Он повел меня в столовую театра, но она оказалась на замке. Мы сердечно распрощались, и больше я его не видел. В 1944 году по доносу того предателя — мужа его сестры, он был арестован за то, что где-то брякнул — «дворник моего отца жил раньше лучше, чем я теперь». Не читая, он подписал все протоколы допросов, а четыре года спустя умер в тюрьме. Погиб, несомненно, очень талантливый артист.
Расставшись с Борисом, я пошел по Садовой к Красным Воротам, рассчитывая сесть в метро.
Двери станции оказались запертыми, и к стеклу была прилеплена бумажка с надписью чернилами: «Закрыто на ремонт». Историки, может быть, усомнятся, ведь в официальных источниках говорится, что движение на метро никогда не прекращалось. Не знаю, как это увязать с той безграмотной и явно неофициальной бумажкой, которую я видел своими глазами.

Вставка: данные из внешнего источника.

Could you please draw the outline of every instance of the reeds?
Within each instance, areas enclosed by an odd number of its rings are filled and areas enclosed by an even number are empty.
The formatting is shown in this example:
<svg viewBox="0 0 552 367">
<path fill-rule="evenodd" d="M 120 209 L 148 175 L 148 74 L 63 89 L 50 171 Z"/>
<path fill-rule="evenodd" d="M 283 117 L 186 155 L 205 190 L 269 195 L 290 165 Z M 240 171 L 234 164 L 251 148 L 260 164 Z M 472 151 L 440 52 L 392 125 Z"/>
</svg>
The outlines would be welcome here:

Я побрел по Садовому кольцу через всю Москву, но в обратном направлении, заходил на Живодерку на квартиру тестя, далее к одной, потом к другой сестре жены, жившим на Малой Никитской, потом к одним знакомым на Поварскую, к другим — на Староконюшенный, и нигде не мог достучаться.
Я порядком устал. Где же ночевать?
А навстречу двигались люди с мешками и чемоданами, ехали туда и сюда автомашины и подводы. Через Арбатскую площадь провели на цепочках сразу сотни две немецких овчарок.
Смеркалось. Москва стала погружаться с непривычную лиловую тьму.
Ко мне подошла неизвестная женщина.
— Скажите, что случилось? Почему все бегут? Я в квартире одна осталась. Что мне делать?
— Не знаю.
Я постеснялся попроситься у нее ночевать, и мы расстались. Направился в Большой Левшинский, где жила моя сестра Соня. Я знал, что сама она уехала к нашим родителям в Дмитров, но в квартире мог остаться ее муж, меня знали другие жильцы. Я надеялся, что меня, наконец, пустят.